To address all these issues, I created my own improved version, that is about two orders of magnitude faster (provided you have the bandwidth), downloads all model files required (to my knowledge), and is meticulous about handling failure. Also allows abort and restart from where you left off, without having to worry about you corrupting any model files. It will only download model files you don’t have, so you don’t have to figure that bit out yourself either.
It has a set of additional features as well:
- Ability to choose only the specific subset of model(s) and versions you are interested in. E.g. prob-3 and amq-13 for onnx16 or any other combination you like.
- Lists all the models and all versions of them with information about what they do, in an easy to view list.

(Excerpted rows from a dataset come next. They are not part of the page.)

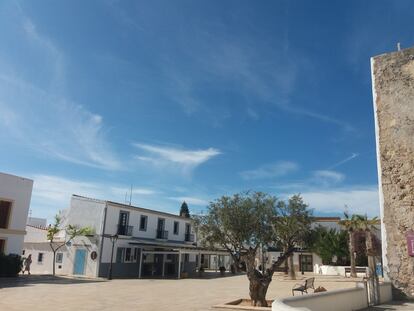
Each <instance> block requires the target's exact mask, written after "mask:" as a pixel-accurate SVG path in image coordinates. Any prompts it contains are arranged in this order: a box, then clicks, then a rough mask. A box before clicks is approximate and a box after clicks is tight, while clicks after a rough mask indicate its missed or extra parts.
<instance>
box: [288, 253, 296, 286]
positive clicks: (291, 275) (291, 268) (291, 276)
mask: <svg viewBox="0 0 414 311" xmlns="http://www.w3.org/2000/svg"><path fill="white" fill-rule="evenodd" d="M289 277H290V279H291V280H296V273H295V265H294V264H293V254H292V255H290V256H289Z"/></svg>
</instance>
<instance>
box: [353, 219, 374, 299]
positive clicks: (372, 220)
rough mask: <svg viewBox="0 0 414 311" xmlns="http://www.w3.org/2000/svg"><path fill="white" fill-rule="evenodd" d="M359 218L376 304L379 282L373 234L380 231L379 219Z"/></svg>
mask: <svg viewBox="0 0 414 311" xmlns="http://www.w3.org/2000/svg"><path fill="white" fill-rule="evenodd" d="M357 217H358V218H359V225H360V229H361V230H363V231H364V232H365V246H366V254H367V257H368V269H369V281H370V284H371V288H372V289H373V290H371V291H370V293H371V295H372V296H371V301H372V302H373V303H374V304H378V303H379V281H378V276H377V274H376V272H375V267H376V262H375V256H376V251H375V249H374V246H373V238H374V235H373V233H374V232H375V231H377V230H378V227H377V225H378V218H377V217H374V218H372V219H369V218H368V216H367V215H365V216H361V215H359V216H357Z"/></svg>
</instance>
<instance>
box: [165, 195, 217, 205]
mask: <svg viewBox="0 0 414 311" xmlns="http://www.w3.org/2000/svg"><path fill="white" fill-rule="evenodd" d="M169 199H170V200H173V201H177V202H183V201H185V202H186V203H188V204H189V205H197V206H207V205H208V203H209V202H208V201H207V200H204V199H200V198H195V197H169Z"/></svg>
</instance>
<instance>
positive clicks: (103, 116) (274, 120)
mask: <svg viewBox="0 0 414 311" xmlns="http://www.w3.org/2000/svg"><path fill="white" fill-rule="evenodd" d="M413 12H414V3H412V2H411V1H376V2H375V3H373V2H369V1H86V2H85V1H67V2H63V1H42V2H40V3H39V2H34V1H19V2H13V1H2V2H0V42H1V44H0V142H1V145H2V151H3V152H1V153H0V171H2V172H7V173H12V174H17V175H21V176H25V177H30V178H33V179H34V182H35V184H34V190H33V197H32V206H31V209H32V215H33V216H39V217H48V218H49V219H50V218H51V217H52V216H53V214H54V213H56V211H57V210H59V209H63V208H66V207H68V205H69V199H70V194H72V193H77V194H81V195H86V196H91V197H96V198H100V199H109V200H115V201H120V202H123V201H124V200H125V193H126V192H127V191H128V189H129V187H130V185H131V184H132V185H133V193H132V203H133V204H135V205H138V206H142V207H147V208H155V209H160V210H164V211H168V212H173V213H175V212H178V209H179V206H180V203H181V201H182V200H186V201H187V202H188V203H189V206H190V210H191V211H192V212H194V213H199V212H200V211H201V210H203V208H204V207H205V206H206V204H207V203H208V202H209V201H210V200H212V199H214V198H217V197H219V196H221V195H223V194H232V193H235V192H239V191H242V190H249V189H250V190H260V191H266V192H269V193H271V194H274V195H276V196H277V197H279V198H281V199H283V198H286V197H288V196H289V195H291V194H293V193H301V194H302V195H303V196H304V198H305V201H306V202H308V203H309V204H310V207H311V208H313V209H314V210H315V213H316V214H319V215H338V214H342V213H343V211H344V206H345V205H347V206H348V207H347V208H348V210H349V211H350V212H358V213H368V214H370V215H376V214H378V213H379V208H378V194H377V170H376V155H375V136H374V119H373V108H372V94H371V76H370V57H371V56H373V55H378V54H381V53H385V52H390V51H394V50H395V49H396V44H397V42H401V45H402V47H408V46H410V45H412V44H413V43H414V37H413V32H412V20H413V17H414V16H413Z"/></svg>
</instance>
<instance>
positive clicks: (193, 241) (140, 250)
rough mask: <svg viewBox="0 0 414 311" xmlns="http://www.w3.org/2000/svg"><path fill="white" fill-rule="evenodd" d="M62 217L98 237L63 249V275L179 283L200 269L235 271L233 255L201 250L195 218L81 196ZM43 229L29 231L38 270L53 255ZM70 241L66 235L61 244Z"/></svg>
mask: <svg viewBox="0 0 414 311" xmlns="http://www.w3.org/2000/svg"><path fill="white" fill-rule="evenodd" d="M62 218H63V219H64V225H68V224H71V225H77V226H79V227H90V228H91V229H92V230H93V232H94V234H93V235H91V236H82V237H77V238H75V239H74V240H72V241H70V242H69V243H66V244H65V246H64V247H62V248H61V249H60V250H59V252H58V253H61V254H59V256H57V258H56V273H58V274H71V275H85V276H89V277H107V276H108V275H109V271H110V269H111V270H112V272H111V274H112V276H113V277H125V278H141V277H160V278H162V277H171V278H180V277H183V276H187V275H191V274H194V273H195V272H196V271H197V268H198V267H207V268H211V267H213V268H215V269H218V268H219V267H220V266H221V265H227V267H226V268H227V269H228V270H229V269H230V261H229V259H228V257H229V256H228V254H226V253H224V252H213V251H208V250H205V249H202V248H199V247H197V240H196V234H195V231H194V228H193V225H192V221H191V219H190V218H185V217H182V216H178V215H174V214H169V213H164V212H160V211H155V210H150V209H144V208H140V207H135V206H130V205H127V204H120V203H116V202H111V201H102V200H96V199H91V198H86V197H81V196H77V195H73V196H72V198H71V203H70V208H69V209H68V210H66V211H65V212H64V213H63V214H62ZM28 228H29V227H28ZM41 230H42V229H41V228H30V229H28V231H29V235H28V237H27V239H26V242H25V255H28V254H29V253H31V254H32V260H33V262H34V263H35V265H34V266H36V264H37V261H38V257H39V256H40V257H41V259H42V260H43V261H44V262H45V263H46V262H49V261H50V257H51V256H52V255H53V254H52V253H51V251H50V246H49V248H47V244H48V242H47V241H46V240H43V241H41V240H37V239H36V238H35V235H38V236H39V237H40V235H41V234H39V232H40V231H41ZM66 240H67V237H66V236H65V233H64V232H61V234H60V235H59V237H58V240H57V241H56V243H57V244H59V243H62V242H63V243H64V242H65V241H66ZM39 253H42V254H43V255H39ZM33 254H34V255H33ZM226 257H227V258H226ZM58 261H59V262H58ZM52 262H53V259H52ZM111 262H112V264H111ZM44 266H46V264H45V265H44ZM47 266H49V268H48V269H45V270H42V267H43V265H41V267H37V268H39V269H40V270H42V271H43V272H41V273H50V271H51V269H52V264H48V265H47ZM33 269H34V268H33ZM40 270H36V271H40ZM33 271H35V270H33Z"/></svg>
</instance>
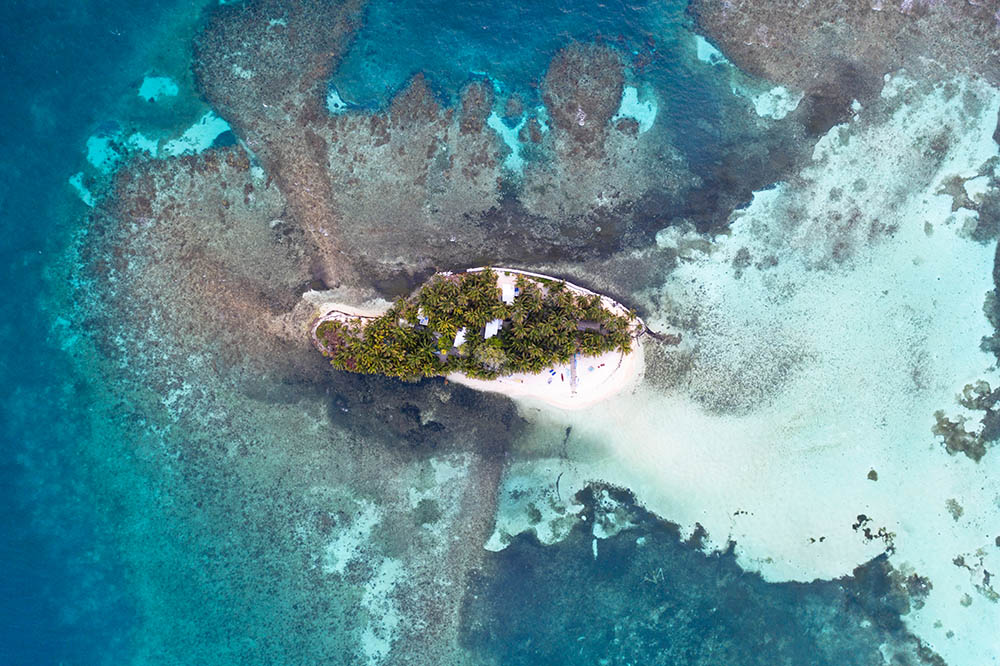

For more details, view the comprehensive documentation on the PyPi repo, or the github project that’s backing the release. Give it a shot if you like. Testing, feedback and issue reporting are all welcome.
To install:
pip install vaimm
To use, for example:
vaimm download --backend onnx --include prob-3,amq-13 --dir . --cookie "$COOKIE"
Downloading: 100%|████████████████| 54/54 [00:18<00:00, 3.01 files /s, speed=93.12 MiB/s]
Download completed successfully with 1.63 GiB of data fetched.
Links:
- PyPI page
-
Github repo for issues and PRs
Note: the package is automatically built from source in github, and pushed from there to PyPi. So, you can validate the code and the build steps before you install it, if you happen to be as paranoid about third party software as I am.